I meant the very fact that EFI requires particular partitions to exist, while non-EFI requires only that at least 1 partition exist. It's entirely feasible to construct a partition scheme that works happily with non-EFI boot but will not work with EFI boot -- indeed, almost any reasonable structure that a user comes up with that makes sense from a legacy perspective in the absence of knowledge of EFI's requirements, will not work with EFI, at least because it doesn't include the EFI boot partition required by EFI. So no, compatible they certainly ain't. Where I was going with my original comment was -- read up in detail on EFI and its requirements before you determine your partition structure, don't do what I originally did and assume that the switchover can be done with minimal changes. I first hit this when building an LFS system, and deferred getting my head around it until after I had finished the build process, which turned out to be a mistake, because I ended up having to back up what I'd just built, wipe everything and re-do the partition structure, then restore the backup into the new structure. I was able to do that because the disk on the machine was relatively small and I had room for it on backup storage media. Had I not, I would have been a very unhappy bunny... It takes several days to build an LFS system from the ground up.
 
> So you need to make the decision early in the process which boot method you
> are going to use. The Debian installer can handle either, installing a
> machine to boot MBR if it was booted MBR and installing to boot UEFI if it
> was installed UEFI.

If the installer was booted in EFI mode it can also install to boot in
legacy mode if it detects another installed OS which boots in legacy mode.

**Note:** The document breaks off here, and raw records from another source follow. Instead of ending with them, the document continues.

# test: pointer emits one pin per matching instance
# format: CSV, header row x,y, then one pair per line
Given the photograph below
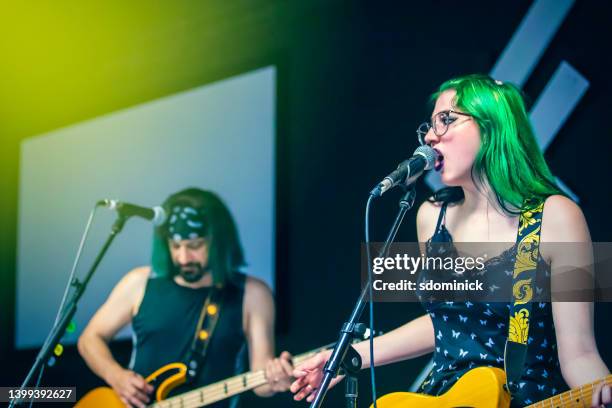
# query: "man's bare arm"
x,y
112,316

True. I have moved away from dual boot for many years now, only run non-Linux machines in VMs, so don't tend to spend a lot of time thinking about such configurations, but I agree grub does.
 
> What is extremely hard is booting a machine MBR and then setting it up to
> boot UEFI.

I would not say "extremely", but harder than the other way around. One
reason is that you need to create an EFI system partition on the boot
disk, usually going through the hassle of reducing another partition.

Have you ever tried it? grub-install won't be able to work because the system calls it tries to make fail. virtual file systems (efivars or something? I forget exactly) that need to be populated... aren't. Bringing up a machine from a legacy boot and then getting the infrastructure in place to be able to run grub-install is hard. Sufficiently hard that I in fact was unable to do it and had to do the dance I mentioned in my earlier reply to get the machine migrated -- in essence, cheat, and find a way to boot the machine in EFI mode so I could install an EFI boot. The essence of the issue is, grub-install, and all the web literature on how to do this, assume that if you are installing an EFI boot, you booted the machine in EFI mode.